Le candidat centriste Rafal Trzaskowski, maire de Varsovie, a réussi à mettre en échec le Président conservateur qui pensait être élu au premier tour. Le second tour prend des allures de guerre culturelle entre deux Pologne.

Le maire de Varsovie, Rafal Trzaskowski, célèbre son succès dimanche soir, qui contraint le président sortant Andrzej Duda à un second tour.
Le maire de Varsovie, Rafal Trzaskowski, célèbre son succès dimanche soir, qui contraint le président sortant Andrzej Duda à un second tour. © AFP / JANEK SKARZYNSKI / AFP

Il y aura bien un second tour à l’élection présidentielle polonaise qui se déroulait hier. Et c’est en soit une petite révolution, qui casse l’emprise du parti ultra-conservateur Droit et Justice, le PIS, sur la vie politique du pays ; un séisme politique en Pologne, mais aussi aux répercussions pour toute l’Europe.

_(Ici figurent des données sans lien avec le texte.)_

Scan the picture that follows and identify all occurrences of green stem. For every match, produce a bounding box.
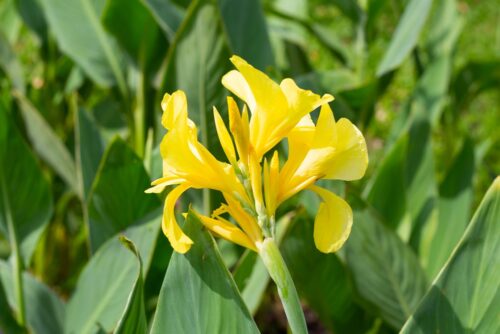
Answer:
[257,238,307,334]
[0,180,26,327]
[134,71,146,158]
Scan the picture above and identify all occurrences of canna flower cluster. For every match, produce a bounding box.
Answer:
[146,56,368,253]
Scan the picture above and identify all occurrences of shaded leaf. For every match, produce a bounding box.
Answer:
[0,261,65,334]
[141,0,184,41]
[88,138,160,251]
[377,0,432,77]
[346,211,427,329]
[0,105,52,265]
[218,0,274,70]
[15,94,79,193]
[401,177,500,333]
[151,213,259,334]
[65,219,160,334]
[281,213,369,333]
[40,0,127,95]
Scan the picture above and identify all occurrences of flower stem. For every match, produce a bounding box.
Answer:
[257,238,307,334]
[0,175,26,326]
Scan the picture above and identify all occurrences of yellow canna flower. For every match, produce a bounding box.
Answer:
[147,56,368,253]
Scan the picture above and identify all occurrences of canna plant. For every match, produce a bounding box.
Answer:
[146,56,368,333]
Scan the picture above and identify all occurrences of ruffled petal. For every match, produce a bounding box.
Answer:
[309,186,352,253]
[197,214,257,252]
[145,175,186,194]
[325,118,368,181]
[161,184,193,254]
[214,107,236,165]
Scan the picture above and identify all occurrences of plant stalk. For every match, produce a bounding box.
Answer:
[0,177,26,327]
[257,238,307,334]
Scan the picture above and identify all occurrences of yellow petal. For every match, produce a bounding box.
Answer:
[280,78,333,117]
[145,175,186,194]
[198,215,257,251]
[227,96,250,168]
[312,104,338,147]
[214,107,236,165]
[161,184,193,254]
[222,70,256,110]
[325,118,368,181]
[161,90,187,130]
[309,186,352,253]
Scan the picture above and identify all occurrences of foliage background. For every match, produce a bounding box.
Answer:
[0,0,500,333]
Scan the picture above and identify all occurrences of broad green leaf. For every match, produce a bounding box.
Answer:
[0,274,26,334]
[377,0,432,77]
[151,213,259,334]
[88,137,160,251]
[40,0,127,95]
[0,0,22,44]
[401,177,500,334]
[452,59,500,109]
[65,216,160,334]
[0,105,52,265]
[141,0,184,41]
[234,215,291,315]
[15,94,79,193]
[218,0,274,70]
[346,211,427,329]
[162,0,230,156]
[75,106,104,200]
[280,213,367,333]
[102,0,167,74]
[16,0,48,43]
[0,261,65,334]
[0,31,26,93]
[365,136,408,228]
[421,139,475,278]
[114,236,148,334]
[425,0,463,59]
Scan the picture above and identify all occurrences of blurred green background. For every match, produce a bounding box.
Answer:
[0,0,500,333]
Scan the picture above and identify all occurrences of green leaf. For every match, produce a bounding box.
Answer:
[365,136,408,228]
[346,211,427,329]
[65,219,160,334]
[0,273,26,334]
[401,177,500,334]
[377,0,432,77]
[15,94,79,193]
[281,214,368,333]
[88,137,160,251]
[141,0,184,41]
[151,213,259,334]
[16,0,48,43]
[75,106,104,200]
[162,0,230,157]
[0,31,26,93]
[0,261,65,334]
[102,0,167,74]
[0,106,52,265]
[115,236,148,334]
[218,0,274,70]
[420,139,475,278]
[40,0,127,92]
[425,0,463,59]
[234,215,291,315]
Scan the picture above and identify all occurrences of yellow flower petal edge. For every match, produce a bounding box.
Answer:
[161,184,193,254]
[222,56,333,162]
[146,56,368,253]
[197,214,257,251]
[308,186,353,253]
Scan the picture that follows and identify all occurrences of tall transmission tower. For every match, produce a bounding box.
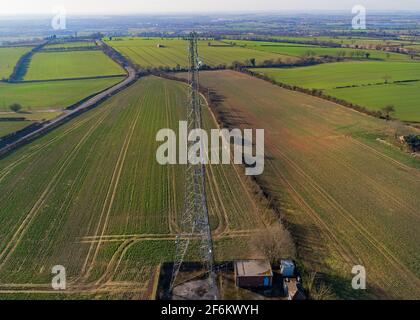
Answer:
[170,32,218,299]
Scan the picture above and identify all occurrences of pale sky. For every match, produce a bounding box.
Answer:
[0,0,420,15]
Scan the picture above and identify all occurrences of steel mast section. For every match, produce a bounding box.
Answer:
[170,32,218,299]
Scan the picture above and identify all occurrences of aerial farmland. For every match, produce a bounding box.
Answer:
[0,6,420,307]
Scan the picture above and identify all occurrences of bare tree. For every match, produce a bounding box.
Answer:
[254,224,296,263]
[381,105,395,120]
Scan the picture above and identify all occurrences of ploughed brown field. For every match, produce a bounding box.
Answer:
[186,71,420,299]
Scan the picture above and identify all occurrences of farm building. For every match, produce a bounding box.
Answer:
[280,260,295,277]
[235,260,273,287]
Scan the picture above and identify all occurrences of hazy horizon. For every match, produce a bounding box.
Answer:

Le Président sortant, Andrzej Duda, espérait bien passer au premier tour, et ça semblait possible à la date initialement prévue du scrutin, le 10 mai. Mais le coronavirus a contraint les autorités à retarder le vote, et plus rien n’a fonctionné comme prévu pour le parti au pouvoir.

L’opposition centriste a changé de candidat, mettant en avant le jeune maire de Varsovie, Rafal Trzaskowski, qui n’a cessé de grimper, au point de menacer Andrzej Duda au premier, mais aussi au second tour qui sera âprement disputé.

La campagne a pris des allures de guerre culturelle, et générationnelle, entre deux Pologne : l’une conservatrice et catholique ; l’autre, pro-européenne, plus libérale et urbaine. S’y ajoutent une gestion contestée du coronavirus, et les difficultés économiques dues à la pandémie.

Le Parti au pouvoir a cru qu’en accentuant ces clivages sociétaux, en appelant au raçines conservatrices et rurales du pays, il parviendrait à diaboliser le principal candidat de l’opposition. Le terrain d’affrontement ? les droits des homosexuels, sujet toujours brûlant, mais pas autant qu’imaginait le PIS.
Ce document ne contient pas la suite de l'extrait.